Datenschutz muss sein, aber mit Augenmaß

Ärzte brauchen Rechtssicherheit in der Patientenversorgung

(2.7.2018) "Die niedergelassenen Magen-Darm-Ärzte verstehen sich als Partner in einem Netzwerk von Hausärzten, Fachärzten anderer Disziplinen, Klinikärzten und Gesundheitsdienstleistern, die gemeinsam zum Wohl ihrer Patienten beitragen", erklärt der Berufsverbandvorsitzende Dr. Albert Beyer. "Zurzeit müssen wir allerdings Irritationen bei der Kommunikation in diesen Netzwerken feststellen, weil die ungeklärte Auslegung der neuen Daten­schutz­grund­verordnung (DSGVO) zu erheblichen Unsicherheiten im Umgang mit Patientendaten geführt hat."

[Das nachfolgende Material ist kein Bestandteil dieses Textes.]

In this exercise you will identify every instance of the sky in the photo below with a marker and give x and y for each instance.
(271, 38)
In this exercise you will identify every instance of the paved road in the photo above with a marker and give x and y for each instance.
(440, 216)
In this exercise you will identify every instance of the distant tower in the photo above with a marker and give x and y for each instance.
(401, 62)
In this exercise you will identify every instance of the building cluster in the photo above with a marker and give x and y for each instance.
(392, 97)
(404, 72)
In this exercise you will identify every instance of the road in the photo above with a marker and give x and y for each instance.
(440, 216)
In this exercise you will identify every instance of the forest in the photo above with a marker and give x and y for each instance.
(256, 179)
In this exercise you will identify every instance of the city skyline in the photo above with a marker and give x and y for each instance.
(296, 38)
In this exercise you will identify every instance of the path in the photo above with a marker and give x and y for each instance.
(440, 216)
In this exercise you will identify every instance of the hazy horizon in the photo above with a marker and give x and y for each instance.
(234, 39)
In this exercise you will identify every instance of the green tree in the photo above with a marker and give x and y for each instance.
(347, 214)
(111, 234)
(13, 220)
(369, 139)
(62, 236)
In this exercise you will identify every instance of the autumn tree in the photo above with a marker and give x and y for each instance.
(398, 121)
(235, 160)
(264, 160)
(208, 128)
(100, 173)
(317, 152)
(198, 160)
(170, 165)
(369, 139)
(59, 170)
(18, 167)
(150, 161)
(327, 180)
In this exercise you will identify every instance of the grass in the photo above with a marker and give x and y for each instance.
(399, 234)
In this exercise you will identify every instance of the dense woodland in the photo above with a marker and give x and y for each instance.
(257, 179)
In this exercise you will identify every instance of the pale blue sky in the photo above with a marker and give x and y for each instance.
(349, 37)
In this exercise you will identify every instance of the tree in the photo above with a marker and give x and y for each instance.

Das Vertrauensverhältnis zwischen Patient und Arzt ist ein hohes und unverzichtbares Gut. Der sorgsame Umgang mit Patientendaten gehört zum traditionellen Selbstverständnis der Ärzteschaft, was in der ärztlichen Schweigepflicht einen beredeten Ausdruck findet. "Dem Datenschutz wird in unserem Gesundheitssystem viel Aufmerksamkeit gewidmet", sagt Dr. Beyer. "Zurzeit sehen wir Ärzte uns allerdings bei aller Anerkennung von Datenschutzinteressen unserer Patienten damit konfrontiert, dass die DSGVO Spielräume für völlig überzogene Interpretationen bietet, die eine sinnvolle und erforderliche Kommunikation im Rahmen einer Therapie gefährdet."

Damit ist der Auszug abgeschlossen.